Based on Finance Director Dennis Kennedy’s expert advice regarding the recent opening of the Horseshoe Casino in downtown Cleveland, Solon City Council is about to raise the threshold for collecting income taxes from residents on gambling winnings from $2,000 to $250,000. As I understand it, if a resident won $2,001 from a one-armed bandit at the Seneca Allegany Casino in Salamanca, N.Y., last month, the city would take its 2 percent cut. But if that same resident were to win $249,999 on the craps table at the Rivers Casino in Pittsburgh next month, the city wouldn’t take a dime of it.
The reason being, as Mr. Kennedy explained it, is that, with new casinos opening in Ohio, a lot more residents will be winning big money, and, well, why should the city bother with collecting more taxes from winners?

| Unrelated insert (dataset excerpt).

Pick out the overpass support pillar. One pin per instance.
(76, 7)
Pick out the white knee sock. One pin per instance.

The same logic applies to lottery sweepstakes, which will be included in the increased winnings threshold, even though there’s no reason to believe more Solon residents will be winning the lottery.
“With the advent of casino gambling in Ohio, the proliferation of lower-level winnings will increase dramatically, thus complicating the administrative burden of verifying and assessing those smaller amounts,” the finance director said.
It seems that, while it wasn’t too much trouble to go after $40.02 in taxes on those $2,001 jackpots before, because there weren’t very many of them, it will be burdensome to collect $4,999.98 on $249,999 gambling prizes now, because the number of winners will be so overwhelming.
Maybe I’m becoming a conspiracy theorist about socialists residing in the White House, but it also seems more than coincidental that $250,000 is the exact same threshold being used by the president and his cronies in the U.S. Senate for raising federal income taxes from 35 percent to 39.6 percent. You never know how many job creators rolling in poker stakes will be rolling along Interstate 271 in their BMWs from Cleveland’s Public Square to hiring offices at Solon Square.
Fortunately, since the U.S. House of Representatives will not put up with this hypocritical scheme to raise taxes on the job creators, plenty of people are bound to get hired for the jobs that are sure to be created, and they will pay their fair share of municipal income taxes to Solon.
If one of them is lucky enough to land a full-time job flipping hamburgers at one of the local fast-food joints or cleaning out cages at the new pet store that city officials are anxious to bend zoning regulations for, earning the minimum wage of $7.70 an hour, he would pay about $320 in Solon income taxes over the course of a year.
Why, it would take just 15 or 16 of those full-time, minimum-wage workers to make up for the loss of income-tax collections from one of those many burdensome $249,999 winners at the casino.
Suddenly, this whole thing makes perfect sense. Income taxes are supposed to be for people who work for their money and don’t stash it away in the Cayman Islands. People who get their money without working for it needn’t be burdened by income taxes.